Summing up Artek Media, iwe have three customers alleging over a million dollars in damages, and those customers walk away with an award of $825,000 plus interest. The FINRA arbitrators found that Respondent Morgan Stanley Smith Barney engaged in conduct that would likely be characterized as despicable and/or intentionally dishonest and/or deceitful and/or calculated to conceal material facts. Moreover, the arbitrators chastized the member firm by noting that Morgan Stanley effectively failed to "vet the financial advisor who was the cause of the losses . . ."

Now . . . do me and yourself a favor, please view a copy of the full-text FINRA Arbitration Decision at: 


While you're clicking on the link that I have provided, ask yourself if FINRA could have made the process of locating this decision any more cumbersome. I suspect that you will not be able to pull up the decision simply by clicking on the link. No, you will likely have to agree to FINRA's terms of use and then try to obtain a direct link. Even after agreeing to terms, it is often difficult to directly obtain access to the linked decision and many users are presented with over 50,000 results!  You may prefer to fill in the FINRA online form as if the so-called direct link I list above didn't exist. If necessary, simply enter the case name and/or docket number at the start of your search. Good luck!

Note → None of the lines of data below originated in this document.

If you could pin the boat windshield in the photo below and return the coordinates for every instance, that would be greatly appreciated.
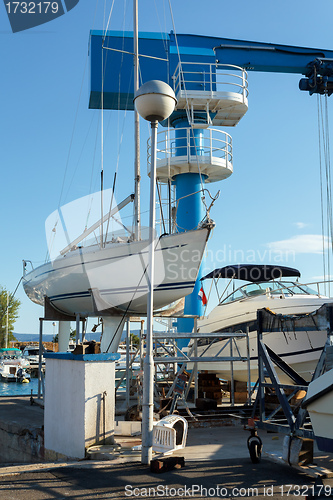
(286, 288)
(10, 354)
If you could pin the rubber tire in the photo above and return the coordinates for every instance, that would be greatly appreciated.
(255, 450)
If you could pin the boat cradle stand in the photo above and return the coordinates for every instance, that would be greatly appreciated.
(298, 445)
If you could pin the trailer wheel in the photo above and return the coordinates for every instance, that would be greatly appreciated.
(254, 444)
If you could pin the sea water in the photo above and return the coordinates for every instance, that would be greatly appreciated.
(18, 389)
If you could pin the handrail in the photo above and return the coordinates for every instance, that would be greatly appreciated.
(211, 80)
(213, 144)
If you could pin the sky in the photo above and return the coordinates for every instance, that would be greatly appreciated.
(269, 210)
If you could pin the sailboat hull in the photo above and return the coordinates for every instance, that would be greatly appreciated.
(93, 281)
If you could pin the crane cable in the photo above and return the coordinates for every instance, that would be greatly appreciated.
(325, 186)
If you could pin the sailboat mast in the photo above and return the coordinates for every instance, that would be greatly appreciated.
(137, 221)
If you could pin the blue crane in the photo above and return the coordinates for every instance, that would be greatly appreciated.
(193, 65)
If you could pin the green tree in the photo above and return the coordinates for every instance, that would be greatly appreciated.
(13, 308)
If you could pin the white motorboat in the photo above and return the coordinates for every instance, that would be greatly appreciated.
(13, 366)
(238, 310)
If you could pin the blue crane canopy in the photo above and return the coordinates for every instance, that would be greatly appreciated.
(111, 62)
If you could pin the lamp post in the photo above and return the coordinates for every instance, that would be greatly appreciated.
(154, 101)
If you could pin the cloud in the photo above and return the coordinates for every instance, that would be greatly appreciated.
(300, 225)
(305, 243)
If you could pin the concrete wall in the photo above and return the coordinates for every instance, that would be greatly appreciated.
(20, 444)
(79, 402)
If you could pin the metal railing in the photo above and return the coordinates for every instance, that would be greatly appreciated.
(213, 144)
(210, 77)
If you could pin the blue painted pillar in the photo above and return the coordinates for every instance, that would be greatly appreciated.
(190, 211)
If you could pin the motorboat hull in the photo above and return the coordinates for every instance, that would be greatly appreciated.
(319, 405)
(93, 281)
(300, 349)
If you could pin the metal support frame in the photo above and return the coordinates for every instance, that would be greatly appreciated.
(266, 358)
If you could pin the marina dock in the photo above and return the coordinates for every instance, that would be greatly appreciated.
(217, 463)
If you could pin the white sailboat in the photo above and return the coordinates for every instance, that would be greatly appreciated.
(108, 277)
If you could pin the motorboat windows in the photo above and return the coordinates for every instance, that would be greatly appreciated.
(284, 288)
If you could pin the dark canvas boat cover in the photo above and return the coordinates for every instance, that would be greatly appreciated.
(253, 272)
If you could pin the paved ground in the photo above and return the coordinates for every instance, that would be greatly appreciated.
(233, 478)
(217, 465)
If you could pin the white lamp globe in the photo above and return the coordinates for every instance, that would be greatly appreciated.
(155, 100)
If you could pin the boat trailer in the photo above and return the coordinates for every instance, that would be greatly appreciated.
(295, 423)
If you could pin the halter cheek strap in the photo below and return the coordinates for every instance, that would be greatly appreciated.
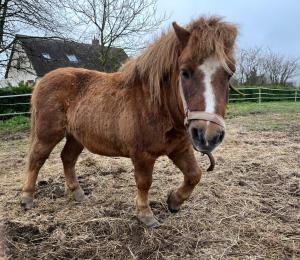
(198, 115)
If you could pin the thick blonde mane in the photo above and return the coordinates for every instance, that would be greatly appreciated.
(160, 60)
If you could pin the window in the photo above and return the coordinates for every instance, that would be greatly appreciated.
(46, 56)
(72, 58)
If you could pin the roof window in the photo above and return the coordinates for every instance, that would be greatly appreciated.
(72, 58)
(46, 55)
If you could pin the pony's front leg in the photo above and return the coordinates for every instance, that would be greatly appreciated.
(187, 163)
(143, 177)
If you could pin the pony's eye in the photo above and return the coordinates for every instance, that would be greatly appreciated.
(185, 74)
(229, 76)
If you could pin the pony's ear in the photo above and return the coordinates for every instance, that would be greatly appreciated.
(182, 34)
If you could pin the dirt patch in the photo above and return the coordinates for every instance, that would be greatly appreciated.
(248, 208)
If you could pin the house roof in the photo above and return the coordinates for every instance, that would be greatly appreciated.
(39, 49)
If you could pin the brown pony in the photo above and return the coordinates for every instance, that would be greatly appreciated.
(168, 100)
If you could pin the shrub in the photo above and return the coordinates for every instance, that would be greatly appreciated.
(15, 104)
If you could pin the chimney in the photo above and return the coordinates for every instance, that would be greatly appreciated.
(95, 41)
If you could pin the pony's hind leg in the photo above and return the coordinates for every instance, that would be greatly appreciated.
(143, 177)
(38, 154)
(187, 163)
(69, 156)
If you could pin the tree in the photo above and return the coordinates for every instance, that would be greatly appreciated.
(250, 66)
(21, 16)
(259, 66)
(281, 69)
(115, 23)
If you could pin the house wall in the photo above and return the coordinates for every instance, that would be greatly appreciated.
(25, 72)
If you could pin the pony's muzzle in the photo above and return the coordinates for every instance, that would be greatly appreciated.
(205, 135)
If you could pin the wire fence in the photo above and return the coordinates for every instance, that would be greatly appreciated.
(265, 94)
(13, 105)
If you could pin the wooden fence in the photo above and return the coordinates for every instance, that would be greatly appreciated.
(13, 105)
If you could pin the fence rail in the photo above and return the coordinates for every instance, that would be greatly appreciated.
(11, 105)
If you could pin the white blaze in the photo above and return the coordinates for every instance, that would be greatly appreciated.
(208, 68)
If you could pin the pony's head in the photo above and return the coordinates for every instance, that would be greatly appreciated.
(206, 64)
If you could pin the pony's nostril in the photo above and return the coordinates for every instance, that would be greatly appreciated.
(195, 133)
(198, 135)
(218, 138)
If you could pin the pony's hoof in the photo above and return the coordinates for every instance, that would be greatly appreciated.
(26, 201)
(173, 206)
(78, 195)
(149, 221)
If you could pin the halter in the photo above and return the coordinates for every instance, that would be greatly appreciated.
(198, 115)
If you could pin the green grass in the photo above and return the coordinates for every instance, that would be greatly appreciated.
(14, 124)
(22, 123)
(244, 109)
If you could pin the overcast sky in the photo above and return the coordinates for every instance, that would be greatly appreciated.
(268, 23)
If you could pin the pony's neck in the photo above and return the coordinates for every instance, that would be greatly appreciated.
(171, 100)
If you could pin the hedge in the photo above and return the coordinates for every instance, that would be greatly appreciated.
(15, 104)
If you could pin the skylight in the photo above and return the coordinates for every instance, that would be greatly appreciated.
(72, 58)
(46, 56)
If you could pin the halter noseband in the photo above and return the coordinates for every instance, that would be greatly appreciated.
(198, 115)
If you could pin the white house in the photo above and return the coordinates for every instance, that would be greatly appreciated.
(33, 57)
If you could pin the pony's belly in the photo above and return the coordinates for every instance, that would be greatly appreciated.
(102, 147)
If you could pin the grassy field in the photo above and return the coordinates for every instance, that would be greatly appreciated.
(21, 123)
(246, 108)
(247, 208)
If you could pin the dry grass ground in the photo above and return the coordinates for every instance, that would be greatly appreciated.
(248, 208)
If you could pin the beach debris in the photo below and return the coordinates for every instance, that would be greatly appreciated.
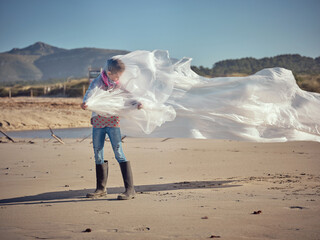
(85, 137)
(297, 207)
(142, 229)
(56, 137)
(165, 139)
(257, 212)
(6, 135)
(108, 140)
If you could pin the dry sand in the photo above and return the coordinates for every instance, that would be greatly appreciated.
(187, 188)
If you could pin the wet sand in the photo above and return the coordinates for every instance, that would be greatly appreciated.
(186, 189)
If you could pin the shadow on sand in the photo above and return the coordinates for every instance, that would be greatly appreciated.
(79, 195)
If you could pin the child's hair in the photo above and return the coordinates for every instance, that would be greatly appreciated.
(115, 65)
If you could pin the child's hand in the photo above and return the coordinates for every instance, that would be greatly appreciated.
(83, 106)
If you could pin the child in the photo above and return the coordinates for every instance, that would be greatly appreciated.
(108, 80)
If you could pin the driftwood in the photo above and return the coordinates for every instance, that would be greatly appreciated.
(7, 136)
(108, 140)
(55, 136)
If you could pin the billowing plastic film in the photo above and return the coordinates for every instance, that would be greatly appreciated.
(267, 106)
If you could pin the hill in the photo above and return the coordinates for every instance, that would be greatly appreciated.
(41, 62)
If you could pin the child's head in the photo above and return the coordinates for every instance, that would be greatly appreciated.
(115, 67)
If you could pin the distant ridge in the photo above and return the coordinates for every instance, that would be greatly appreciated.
(41, 62)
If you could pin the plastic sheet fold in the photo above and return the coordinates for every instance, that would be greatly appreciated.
(267, 106)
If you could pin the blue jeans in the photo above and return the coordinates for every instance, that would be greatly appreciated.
(98, 139)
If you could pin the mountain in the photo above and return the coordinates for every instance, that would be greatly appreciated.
(40, 62)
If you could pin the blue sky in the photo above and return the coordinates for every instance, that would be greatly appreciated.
(206, 30)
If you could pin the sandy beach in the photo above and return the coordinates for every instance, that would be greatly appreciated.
(186, 188)
(25, 113)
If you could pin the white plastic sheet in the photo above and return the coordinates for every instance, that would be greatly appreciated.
(267, 106)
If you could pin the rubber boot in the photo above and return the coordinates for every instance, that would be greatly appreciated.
(101, 176)
(128, 182)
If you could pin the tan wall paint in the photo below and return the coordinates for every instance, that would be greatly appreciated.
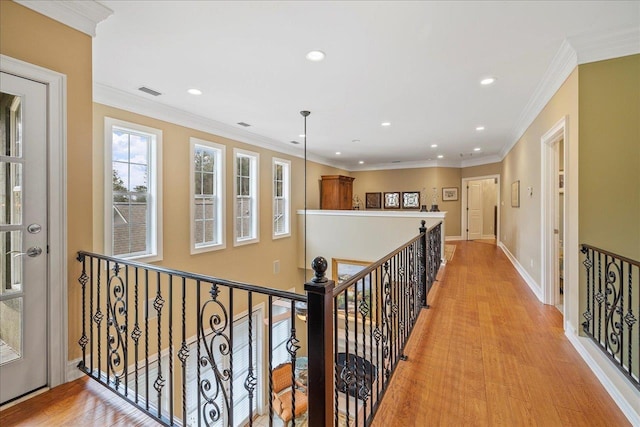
(610, 155)
(520, 228)
(482, 170)
(418, 179)
(34, 38)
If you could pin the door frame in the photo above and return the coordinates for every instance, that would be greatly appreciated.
(463, 207)
(549, 200)
(57, 314)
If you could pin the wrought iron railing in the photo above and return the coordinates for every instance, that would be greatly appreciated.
(372, 315)
(612, 307)
(185, 348)
(182, 346)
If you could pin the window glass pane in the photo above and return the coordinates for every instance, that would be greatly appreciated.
(138, 178)
(120, 176)
(11, 331)
(139, 149)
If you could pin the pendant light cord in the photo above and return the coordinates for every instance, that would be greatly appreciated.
(305, 114)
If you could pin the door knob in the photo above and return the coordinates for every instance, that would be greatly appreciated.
(32, 252)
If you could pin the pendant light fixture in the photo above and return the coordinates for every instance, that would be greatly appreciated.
(305, 114)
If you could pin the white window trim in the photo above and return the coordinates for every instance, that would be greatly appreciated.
(220, 190)
(155, 182)
(255, 186)
(287, 197)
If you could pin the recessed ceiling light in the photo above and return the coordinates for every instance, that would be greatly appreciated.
(315, 55)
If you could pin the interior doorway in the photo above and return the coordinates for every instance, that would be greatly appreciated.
(480, 208)
(554, 185)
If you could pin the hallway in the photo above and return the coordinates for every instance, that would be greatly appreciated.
(488, 353)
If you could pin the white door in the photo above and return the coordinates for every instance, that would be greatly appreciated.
(474, 210)
(23, 236)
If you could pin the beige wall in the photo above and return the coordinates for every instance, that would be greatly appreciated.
(520, 228)
(482, 170)
(33, 38)
(609, 100)
(418, 179)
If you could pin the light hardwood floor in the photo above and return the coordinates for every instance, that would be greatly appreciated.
(488, 353)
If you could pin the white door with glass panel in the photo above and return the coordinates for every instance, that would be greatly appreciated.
(23, 236)
(474, 210)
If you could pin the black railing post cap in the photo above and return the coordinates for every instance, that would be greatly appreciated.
(319, 266)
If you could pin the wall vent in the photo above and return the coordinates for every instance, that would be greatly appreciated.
(149, 91)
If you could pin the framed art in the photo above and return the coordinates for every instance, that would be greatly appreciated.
(449, 194)
(373, 200)
(410, 200)
(515, 194)
(392, 200)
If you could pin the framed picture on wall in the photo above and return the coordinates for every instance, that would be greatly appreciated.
(449, 194)
(411, 200)
(515, 194)
(373, 200)
(392, 200)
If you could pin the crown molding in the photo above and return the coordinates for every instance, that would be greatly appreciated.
(561, 66)
(606, 45)
(107, 95)
(82, 15)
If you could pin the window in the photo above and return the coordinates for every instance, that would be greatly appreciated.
(207, 196)
(133, 220)
(281, 198)
(246, 197)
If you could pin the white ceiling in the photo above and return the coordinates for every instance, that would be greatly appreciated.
(414, 64)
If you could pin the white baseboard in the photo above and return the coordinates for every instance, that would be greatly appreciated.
(537, 290)
(73, 373)
(625, 395)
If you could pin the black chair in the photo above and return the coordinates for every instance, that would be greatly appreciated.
(355, 377)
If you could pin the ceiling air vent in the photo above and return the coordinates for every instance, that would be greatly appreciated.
(149, 91)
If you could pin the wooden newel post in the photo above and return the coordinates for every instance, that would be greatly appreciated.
(422, 259)
(320, 345)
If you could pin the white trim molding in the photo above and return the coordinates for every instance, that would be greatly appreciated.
(625, 395)
(57, 179)
(81, 15)
(606, 45)
(523, 273)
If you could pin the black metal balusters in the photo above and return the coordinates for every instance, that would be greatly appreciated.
(612, 305)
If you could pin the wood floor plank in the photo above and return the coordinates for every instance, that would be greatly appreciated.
(491, 354)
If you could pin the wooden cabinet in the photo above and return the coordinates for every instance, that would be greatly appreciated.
(336, 192)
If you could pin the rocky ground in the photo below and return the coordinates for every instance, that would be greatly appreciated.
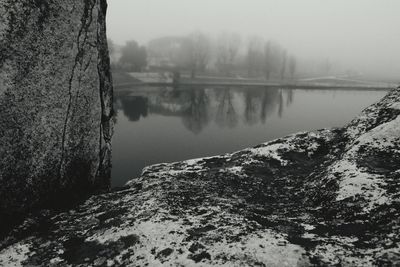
(329, 197)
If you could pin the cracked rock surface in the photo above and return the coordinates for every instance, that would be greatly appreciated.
(55, 103)
(329, 197)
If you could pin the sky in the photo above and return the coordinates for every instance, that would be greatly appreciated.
(361, 34)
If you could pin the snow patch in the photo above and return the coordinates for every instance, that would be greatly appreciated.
(14, 255)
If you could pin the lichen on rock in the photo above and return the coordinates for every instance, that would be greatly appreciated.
(55, 103)
(329, 197)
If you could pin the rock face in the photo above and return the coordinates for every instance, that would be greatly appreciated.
(55, 102)
(329, 197)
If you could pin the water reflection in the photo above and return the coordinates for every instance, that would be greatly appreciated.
(163, 124)
(197, 107)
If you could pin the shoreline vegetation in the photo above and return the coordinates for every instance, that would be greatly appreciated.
(313, 198)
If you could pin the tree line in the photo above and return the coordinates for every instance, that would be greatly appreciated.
(226, 55)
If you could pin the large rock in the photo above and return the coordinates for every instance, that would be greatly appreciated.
(329, 197)
(55, 102)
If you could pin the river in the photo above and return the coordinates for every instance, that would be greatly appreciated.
(155, 125)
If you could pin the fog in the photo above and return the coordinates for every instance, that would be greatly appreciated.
(362, 35)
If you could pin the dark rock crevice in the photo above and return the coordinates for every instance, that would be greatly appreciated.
(52, 111)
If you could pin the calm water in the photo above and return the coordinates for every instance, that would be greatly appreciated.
(164, 125)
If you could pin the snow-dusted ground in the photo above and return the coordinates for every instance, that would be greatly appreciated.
(329, 197)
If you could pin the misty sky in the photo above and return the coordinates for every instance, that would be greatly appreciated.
(362, 34)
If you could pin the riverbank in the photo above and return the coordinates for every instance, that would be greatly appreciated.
(325, 197)
(129, 80)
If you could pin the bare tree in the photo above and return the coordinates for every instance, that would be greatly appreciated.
(292, 66)
(196, 52)
(133, 56)
(227, 50)
(268, 61)
(283, 66)
(254, 56)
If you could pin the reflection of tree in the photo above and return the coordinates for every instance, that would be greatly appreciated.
(196, 117)
(280, 109)
(134, 107)
(268, 103)
(252, 103)
(226, 114)
(290, 97)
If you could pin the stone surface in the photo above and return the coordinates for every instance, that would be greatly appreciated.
(55, 103)
(329, 197)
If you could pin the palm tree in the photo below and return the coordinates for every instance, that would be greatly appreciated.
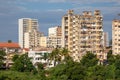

Now, follow along with me and try to answer the following questions by referencing the FINRA Arbitration Decision:
  1. What were the specific securities and transactions at issue?
  2. How were the awarded damages calculated by the arbitrators?
  3. Who was the registered representative/financial advisor assigned to handle the accounts?
  4. What trades, if any, were allegedly unsuitable?
  5. What were the substantive defenses raised at the hearing by Morgan Stanley Smith Barney?
  6. On which causes of action did the FINRA Arbitration Panel predicate liability?
  7. What was Morgan Stanley Smith Barney's "hiring process" and in what way was it found inadequate to properly vet the unnamed registered representative?
  8. Given the award of punitive damages and the specific finding of an inadequate hiring process, did the arbitrators refer this matter to FINRA for a regulatory investigation?
  9. Given the publication of this FINRA Arbitration Award, will FINRA institute a regulatory investigation?
Ultimately, the public has a right to be informed about examples of the industry's misconduct and to be educated as to the warning signs of investment fraud. The industry has a right to be educated as to better practices and policies, which could be derived from a meaningful discussion of the substance of customers' allegations, the defenses raised by industry respondents, and the rationale of the arbitrators. 

Although I fully appreciate and respect the right to privately contract for alternative dispute resolution, the reality is that you simply cannot open a brokerage account on Wall Street with most (if not all) FINRA member firms without being forced to arbitrate your disputes at FINRA, which, frankly, is a member organization and the members are all brokerage firms such as Morgan Stanley Smith Barney. That exclusive franchise imposes some onerous obligations upon FINRA, not the least of which should be to ensure adequate "content and context" in its Arbitration Decisions.